Harry Freedman, OC (1922 - 2005) is one of Canada’s most important composers. He was born in Poland. His family moved to Canada when he was 3, and from the age of 9 he lived in Winnipeg, where he began clarinet lessons at the age of 18, and was introduced to symphonic music by his teacher Arthur Hart. At that time he was enrolled in the Winnipeg School of Art. During WW2 he served in the Royal Canadian Air Force, afterwards studying with John Weinzweig at The Royal Conservatory of Music in Toronto, and then with Olivier Messiaen in Paris and with Aaron Copland. He subsequently played English Horn in the Toronto Symphony Orchestra, taught at the Toronto Conservatory, and was the composer of more than 200 works, many of them performed internationally. He wrote a substantial quantity of chamber music, and numerous film scores, including The Bloody Brood, Isabel, The Act of the Heart, The Pyx and The Courage of Kavik the Wolf Dog. He was named to the Order of Canada in 1982.

Courtenay Fanfare was written in 1978 for the Courtenay Youth Music Centre in British Columbia. It’s an appropriately extrovert piece of writing and has the same instrumentation as Aaron Copland’s Fanfare for the Common Man written in 1942 : 4 horns in F, 3 trumpets in B-flat, 3 trombones, tuba, and tenor drum (12 parts). It’s written in an extended tonal/bi-tonal style, beginning with an upwardly arpeggiated E-flat7 chord played by horns, followed by trombones with an A-flat arpeggio, trumpets with a B-flat chord, and then a bi-tonal tutti chord. All parts are then fully occupied throughout in an exhilarating tonal/bi-tonal dialogue. The piece ends on a tutti chord of D-flat major spread over four octaves.

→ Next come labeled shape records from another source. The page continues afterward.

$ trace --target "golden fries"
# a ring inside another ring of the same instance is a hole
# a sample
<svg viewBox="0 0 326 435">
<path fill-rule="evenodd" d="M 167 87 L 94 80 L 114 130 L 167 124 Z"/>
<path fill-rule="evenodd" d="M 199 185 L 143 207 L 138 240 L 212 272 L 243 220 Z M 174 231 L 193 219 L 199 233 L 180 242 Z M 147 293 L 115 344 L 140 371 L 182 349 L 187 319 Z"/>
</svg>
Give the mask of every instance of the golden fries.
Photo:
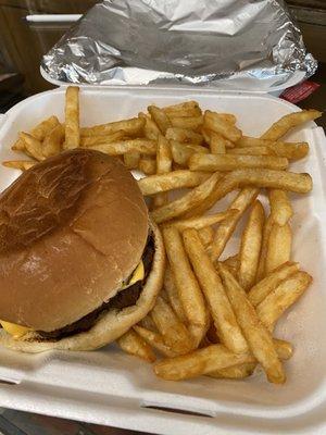
<svg viewBox="0 0 326 435">
<path fill-rule="evenodd" d="M 265 273 L 269 273 L 291 258 L 292 233 L 289 224 L 273 224 L 267 243 Z"/>
<path fill-rule="evenodd" d="M 195 229 L 201 229 L 205 228 L 208 226 L 217 224 L 220 222 L 223 222 L 225 220 L 231 219 L 237 214 L 237 210 L 227 210 L 221 213 L 215 213 L 215 214 L 209 214 L 205 216 L 199 216 L 199 217 L 190 217 L 190 219 L 184 219 L 184 220 L 178 220 L 178 221 L 172 221 L 171 224 L 176 226 L 180 232 L 187 229 L 187 228 L 195 228 Z"/>
<path fill-rule="evenodd" d="M 20 138 L 24 142 L 24 147 L 28 156 L 33 157 L 38 161 L 45 160 L 42 153 L 42 144 L 40 140 L 36 139 L 34 136 L 24 132 L 20 134 Z"/>
<path fill-rule="evenodd" d="M 126 152 L 140 152 L 146 156 L 156 154 L 156 142 L 150 139 L 128 139 L 109 144 L 90 145 L 87 148 L 104 152 L 109 156 L 123 156 Z"/>
<path fill-rule="evenodd" d="M 72 149 L 80 146 L 79 132 L 79 88 L 68 86 L 65 91 L 65 140 L 64 148 Z"/>
<path fill-rule="evenodd" d="M 167 128 L 165 134 L 166 139 L 175 140 L 177 142 L 190 142 L 196 145 L 202 145 L 203 137 L 199 133 L 192 132 L 192 129 L 171 127 Z"/>
<path fill-rule="evenodd" d="M 306 272 L 296 272 L 280 282 L 280 284 L 258 304 L 256 313 L 269 331 L 274 330 L 276 321 L 300 298 L 311 282 L 312 277 Z"/>
<path fill-rule="evenodd" d="M 264 167 L 269 170 L 286 170 L 288 160 L 274 156 L 231 156 L 193 153 L 189 157 L 190 171 L 234 171 L 240 167 Z"/>
<path fill-rule="evenodd" d="M 155 105 L 149 105 L 147 109 L 148 109 L 152 120 L 155 122 L 155 124 L 160 128 L 160 132 L 162 133 L 162 135 L 165 135 L 167 128 L 172 127 L 170 119 L 167 117 L 165 112 L 162 109 L 156 108 Z"/>
<path fill-rule="evenodd" d="M 154 123 L 154 121 L 150 117 L 150 115 L 146 115 L 145 113 L 138 113 L 138 116 L 145 121 L 143 125 L 143 135 L 147 139 L 158 140 L 161 135 L 160 128 Z"/>
<path fill-rule="evenodd" d="M 213 241 L 214 229 L 211 226 L 204 226 L 203 228 L 198 229 L 198 235 L 201 243 L 206 248 Z"/>
<path fill-rule="evenodd" d="M 45 137 L 42 144 L 43 157 L 51 157 L 59 154 L 64 140 L 64 126 L 62 124 L 55 125 L 54 128 Z"/>
<path fill-rule="evenodd" d="M 33 167 L 37 162 L 33 160 L 8 160 L 2 162 L 3 166 L 12 167 L 14 170 L 27 171 Z"/>
<path fill-rule="evenodd" d="M 277 356 L 273 338 L 260 321 L 254 308 L 247 298 L 246 291 L 240 287 L 227 268 L 218 264 L 225 290 L 231 307 L 237 315 L 242 333 L 249 347 L 262 364 L 269 382 L 283 384 L 286 381 L 281 362 Z"/>
<path fill-rule="evenodd" d="M 175 140 L 171 140 L 171 152 L 173 160 L 185 166 L 190 158 L 190 156 L 195 153 L 209 153 L 209 150 L 205 147 L 201 147 L 196 144 L 181 144 Z"/>
<path fill-rule="evenodd" d="M 148 362 L 154 362 L 156 360 L 152 348 L 133 330 L 122 335 L 116 343 L 126 353 L 141 358 Z"/>
<path fill-rule="evenodd" d="M 163 380 L 181 381 L 248 362 L 255 362 L 249 352 L 234 353 L 223 345 L 211 345 L 181 357 L 161 360 L 154 364 L 154 372 Z"/>
<path fill-rule="evenodd" d="M 170 119 L 173 127 L 187 128 L 197 130 L 203 123 L 203 117 L 200 116 L 174 116 Z"/>
<path fill-rule="evenodd" d="M 80 137 L 80 147 L 91 147 L 92 145 L 116 142 L 128 139 L 128 135 L 123 129 L 101 136 Z"/>
<path fill-rule="evenodd" d="M 271 272 L 265 278 L 256 283 L 251 287 L 248 299 L 256 307 L 261 303 L 271 291 L 273 291 L 278 284 L 299 271 L 298 263 L 291 263 L 290 261 L 279 265 L 275 271 Z"/>
<path fill-rule="evenodd" d="M 179 320 L 184 323 L 187 323 L 187 316 L 185 314 L 184 307 L 181 304 L 178 290 L 175 284 L 175 278 L 173 276 L 173 272 L 171 270 L 171 266 L 167 264 L 165 269 L 165 275 L 164 275 L 164 288 L 167 294 L 167 298 L 170 301 L 170 304 L 176 315 L 179 318 Z"/>
<path fill-rule="evenodd" d="M 128 136 L 141 136 L 143 132 L 146 120 L 142 117 L 133 117 L 130 120 L 123 120 L 111 122 L 108 124 L 95 125 L 93 127 L 80 128 L 82 137 L 89 136 L 105 136 L 112 133 L 124 130 Z"/>
<path fill-rule="evenodd" d="M 269 189 L 271 219 L 283 226 L 289 222 L 293 214 L 288 194 L 280 189 Z"/>
<path fill-rule="evenodd" d="M 317 110 L 302 110 L 301 112 L 289 113 L 276 121 L 271 128 L 268 128 L 262 136 L 262 139 L 278 140 L 290 128 L 297 127 L 308 121 L 316 120 L 322 116 L 322 112 Z"/>
<path fill-rule="evenodd" d="M 186 326 L 160 296 L 151 311 L 151 316 L 162 334 L 164 343 L 174 352 L 184 355 L 193 349 L 192 337 Z"/>
<path fill-rule="evenodd" d="M 215 232 L 211 251 L 211 257 L 213 261 L 218 260 L 220 256 L 224 251 L 227 241 L 233 235 L 237 223 L 239 222 L 244 211 L 253 203 L 258 194 L 259 189 L 254 187 L 244 187 L 242 190 L 240 190 L 236 199 L 230 203 L 228 210 L 234 210 L 235 212 L 233 216 L 218 225 L 218 228 Z"/>
<path fill-rule="evenodd" d="M 319 115 L 290 113 L 254 138 L 242 136 L 234 114 L 202 112 L 197 101 L 185 101 L 152 103 L 138 117 L 80 128 L 78 88 L 71 86 L 63 123 L 50 116 L 22 132 L 12 146 L 35 160 L 3 165 L 25 171 L 82 147 L 141 171 L 138 186 L 151 219 L 161 224 L 168 263 L 154 307 L 117 345 L 149 362 L 154 352 L 161 355 L 165 359 L 154 372 L 164 380 L 243 380 L 261 364 L 269 382 L 283 383 L 280 360 L 291 358 L 293 348 L 271 334 L 312 281 L 290 261 L 289 191 L 306 194 L 313 185 L 309 174 L 288 167 L 309 153 L 309 144 L 283 141 L 283 136 Z M 226 210 L 205 214 L 236 189 Z M 261 189 L 268 195 L 266 219 Z M 239 251 L 221 261 L 249 208 Z"/>
<path fill-rule="evenodd" d="M 162 191 L 196 187 L 208 179 L 210 174 L 204 172 L 173 171 L 168 174 L 152 175 L 138 181 L 142 195 L 155 195 Z"/>
<path fill-rule="evenodd" d="M 186 194 L 184 197 L 176 199 L 152 212 L 152 217 L 156 223 L 170 221 L 173 217 L 178 217 L 185 214 L 187 211 L 195 209 L 214 190 L 221 175 L 215 172 L 212 176 L 195 187 L 191 191 Z"/>
<path fill-rule="evenodd" d="M 154 175 L 156 173 L 156 161 L 151 156 L 142 156 L 139 159 L 138 169 L 146 175 Z"/>
<path fill-rule="evenodd" d="M 196 229 L 183 233 L 186 251 L 210 307 L 221 341 L 234 352 L 246 352 L 242 336 L 218 274 Z"/>
<path fill-rule="evenodd" d="M 139 166 L 140 153 L 139 152 L 126 152 L 124 154 L 124 163 L 128 170 L 137 170 Z"/>
<path fill-rule="evenodd" d="M 178 297 L 198 346 L 209 327 L 204 298 L 186 256 L 179 232 L 173 226 L 163 227 L 163 238 Z"/>
<path fill-rule="evenodd" d="M 134 330 L 149 346 L 156 349 L 164 357 L 173 358 L 177 356 L 168 346 L 165 345 L 160 333 L 147 330 L 139 325 L 135 325 Z"/>
<path fill-rule="evenodd" d="M 239 284 L 248 291 L 255 282 L 265 213 L 260 201 L 255 201 L 242 233 L 239 251 Z"/>
</svg>

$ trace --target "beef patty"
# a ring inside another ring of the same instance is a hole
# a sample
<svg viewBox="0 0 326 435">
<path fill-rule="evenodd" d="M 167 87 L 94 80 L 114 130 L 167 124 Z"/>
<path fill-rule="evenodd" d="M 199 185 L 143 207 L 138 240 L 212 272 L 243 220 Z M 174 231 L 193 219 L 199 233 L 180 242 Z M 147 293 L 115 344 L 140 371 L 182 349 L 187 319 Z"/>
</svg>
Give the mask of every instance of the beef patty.
<svg viewBox="0 0 326 435">
<path fill-rule="evenodd" d="M 93 324 L 97 322 L 100 315 L 102 315 L 105 311 L 117 309 L 122 310 L 126 307 L 131 307 L 136 304 L 142 287 L 146 284 L 148 275 L 152 269 L 152 261 L 154 257 L 154 237 L 150 233 L 147 239 L 147 245 L 143 250 L 142 254 L 142 263 L 145 269 L 145 275 L 142 281 L 138 281 L 137 283 L 133 284 L 130 287 L 127 287 L 123 290 L 120 290 L 113 298 L 111 298 L 108 302 L 103 302 L 101 307 L 97 308 L 96 310 L 91 311 L 89 314 L 86 314 L 84 318 L 77 320 L 70 325 L 61 327 L 60 330 L 45 332 L 38 331 L 37 333 L 42 337 L 45 340 L 58 340 L 64 337 L 68 337 L 70 335 L 78 334 L 90 330 Z M 130 276 L 131 277 L 131 276 Z M 129 279 L 130 279 L 129 277 Z"/>
</svg>

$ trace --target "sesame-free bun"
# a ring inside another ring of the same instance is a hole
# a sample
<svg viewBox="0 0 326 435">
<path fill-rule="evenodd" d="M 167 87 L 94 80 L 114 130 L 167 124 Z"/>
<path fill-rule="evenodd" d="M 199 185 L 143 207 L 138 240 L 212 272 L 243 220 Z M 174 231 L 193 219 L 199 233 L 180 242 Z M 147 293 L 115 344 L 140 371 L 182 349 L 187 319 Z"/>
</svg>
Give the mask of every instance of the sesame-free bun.
<svg viewBox="0 0 326 435">
<path fill-rule="evenodd" d="M 152 269 L 135 306 L 104 311 L 89 331 L 57 341 L 46 341 L 34 332 L 27 333 L 21 339 L 14 339 L 5 331 L 0 330 L 0 344 L 9 349 L 29 353 L 49 350 L 95 350 L 125 334 L 151 311 L 163 284 L 165 268 L 163 240 L 155 224 L 151 223 L 151 229 L 155 247 Z"/>
<path fill-rule="evenodd" d="M 148 232 L 141 191 L 118 159 L 77 149 L 38 163 L 0 196 L 0 319 L 45 332 L 74 323 L 115 296 Z M 160 274 L 118 332 L 146 315 Z"/>
</svg>

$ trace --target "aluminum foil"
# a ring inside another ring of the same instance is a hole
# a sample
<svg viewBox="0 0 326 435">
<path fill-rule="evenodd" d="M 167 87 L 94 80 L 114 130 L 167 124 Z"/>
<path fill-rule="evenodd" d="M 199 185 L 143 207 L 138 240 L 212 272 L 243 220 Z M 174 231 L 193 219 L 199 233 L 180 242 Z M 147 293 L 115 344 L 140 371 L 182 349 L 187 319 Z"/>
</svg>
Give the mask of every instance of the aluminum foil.
<svg viewBox="0 0 326 435">
<path fill-rule="evenodd" d="M 283 1 L 105 0 L 41 66 L 64 83 L 271 91 L 311 76 L 317 63 Z"/>
</svg>

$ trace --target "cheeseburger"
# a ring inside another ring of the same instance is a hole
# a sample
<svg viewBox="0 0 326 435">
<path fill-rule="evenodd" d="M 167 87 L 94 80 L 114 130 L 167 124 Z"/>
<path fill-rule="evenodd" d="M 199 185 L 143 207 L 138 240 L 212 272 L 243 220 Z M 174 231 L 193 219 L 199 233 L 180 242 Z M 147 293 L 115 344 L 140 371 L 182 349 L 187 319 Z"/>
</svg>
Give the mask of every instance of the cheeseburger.
<svg viewBox="0 0 326 435">
<path fill-rule="evenodd" d="M 164 261 L 118 159 L 78 149 L 38 163 L 0 196 L 0 343 L 102 347 L 152 309 Z"/>
</svg>

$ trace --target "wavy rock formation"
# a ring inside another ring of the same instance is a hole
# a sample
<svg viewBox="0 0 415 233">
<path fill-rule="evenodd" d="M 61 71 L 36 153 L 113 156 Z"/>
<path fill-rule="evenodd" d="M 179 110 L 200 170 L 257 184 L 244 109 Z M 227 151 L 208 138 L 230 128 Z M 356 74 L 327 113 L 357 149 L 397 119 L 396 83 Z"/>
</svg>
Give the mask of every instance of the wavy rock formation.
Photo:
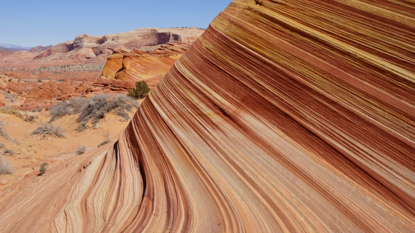
<svg viewBox="0 0 415 233">
<path fill-rule="evenodd" d="M 233 1 L 109 150 L 2 194 L 0 226 L 414 232 L 412 13 L 403 1 Z"/>
<path fill-rule="evenodd" d="M 38 55 L 34 60 L 47 57 L 56 53 L 66 53 L 74 50 L 75 51 L 84 51 L 87 49 L 92 50 L 95 55 L 98 56 L 116 49 L 140 48 L 143 50 L 145 47 L 151 47 L 175 41 L 191 44 L 203 32 L 203 29 L 192 27 L 183 28 L 139 28 L 126 33 L 106 35 L 93 36 L 84 34 L 78 35 L 73 41 L 58 44 Z M 79 57 L 78 56 L 73 58 Z"/>
<path fill-rule="evenodd" d="M 152 88 L 190 45 L 180 42 L 168 43 L 148 52 L 114 50 L 104 67 L 100 82 L 115 80 L 119 82 L 112 82 L 113 85 L 126 90 L 135 87 L 136 82 L 144 80 Z"/>
</svg>

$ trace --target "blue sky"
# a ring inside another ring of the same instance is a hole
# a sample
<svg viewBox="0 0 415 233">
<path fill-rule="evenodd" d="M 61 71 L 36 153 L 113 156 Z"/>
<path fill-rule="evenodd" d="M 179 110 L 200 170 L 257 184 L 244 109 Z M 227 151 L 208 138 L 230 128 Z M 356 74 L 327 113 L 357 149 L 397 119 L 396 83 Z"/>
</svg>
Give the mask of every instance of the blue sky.
<svg viewBox="0 0 415 233">
<path fill-rule="evenodd" d="M 0 43 L 54 45 L 155 27 L 206 28 L 232 0 L 14 0 L 0 2 Z"/>
</svg>

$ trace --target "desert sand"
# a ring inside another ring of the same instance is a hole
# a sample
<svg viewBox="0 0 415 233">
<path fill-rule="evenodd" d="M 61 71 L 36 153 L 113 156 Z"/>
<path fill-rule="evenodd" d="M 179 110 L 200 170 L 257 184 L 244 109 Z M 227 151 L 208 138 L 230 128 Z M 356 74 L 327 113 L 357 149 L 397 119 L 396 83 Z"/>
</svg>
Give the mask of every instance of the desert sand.
<svg viewBox="0 0 415 233">
<path fill-rule="evenodd" d="M 116 141 L 0 193 L 0 226 L 415 232 L 413 6 L 233 1 Z"/>
</svg>

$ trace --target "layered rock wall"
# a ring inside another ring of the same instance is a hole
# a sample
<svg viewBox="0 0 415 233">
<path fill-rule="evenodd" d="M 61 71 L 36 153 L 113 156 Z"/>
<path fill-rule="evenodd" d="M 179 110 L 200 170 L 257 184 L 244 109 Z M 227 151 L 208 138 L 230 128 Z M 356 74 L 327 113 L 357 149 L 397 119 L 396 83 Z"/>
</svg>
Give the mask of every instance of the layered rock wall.
<svg viewBox="0 0 415 233">
<path fill-rule="evenodd" d="M 234 1 L 116 143 L 0 195 L 0 226 L 414 232 L 412 6 Z"/>
</svg>

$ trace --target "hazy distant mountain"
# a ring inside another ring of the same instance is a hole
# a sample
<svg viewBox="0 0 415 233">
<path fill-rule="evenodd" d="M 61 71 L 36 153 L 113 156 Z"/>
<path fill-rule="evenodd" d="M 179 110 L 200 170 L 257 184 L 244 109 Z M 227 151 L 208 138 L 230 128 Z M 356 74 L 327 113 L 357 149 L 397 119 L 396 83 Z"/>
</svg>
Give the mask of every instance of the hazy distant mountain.
<svg viewBox="0 0 415 233">
<path fill-rule="evenodd" d="M 17 51 L 8 48 L 0 47 L 0 57 L 11 54 Z"/>
<path fill-rule="evenodd" d="M 20 46 L 18 45 L 14 45 L 12 44 L 5 44 L 4 43 L 0 43 L 0 47 L 7 48 L 17 51 L 29 51 L 29 50 L 30 50 L 31 49 L 32 49 L 32 47 L 26 47 L 23 46 Z"/>
</svg>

Trombone 1 is given in tenor clef (e-flatg-sharp1), 2nd and 3rd in bass, topping out at f1 and c-sharp1 respectively. 1st trumpet tops out at a-sharp2. The score is written without key signatures, and in the second half of the piece the writing is highly chromatic - all parts have many accidentals. There are no significant difficulties in any part; the work is indicated as being ‘suitable for moderately advanced performers’ and was clearly well-crafted for the young musicians for whom it was written.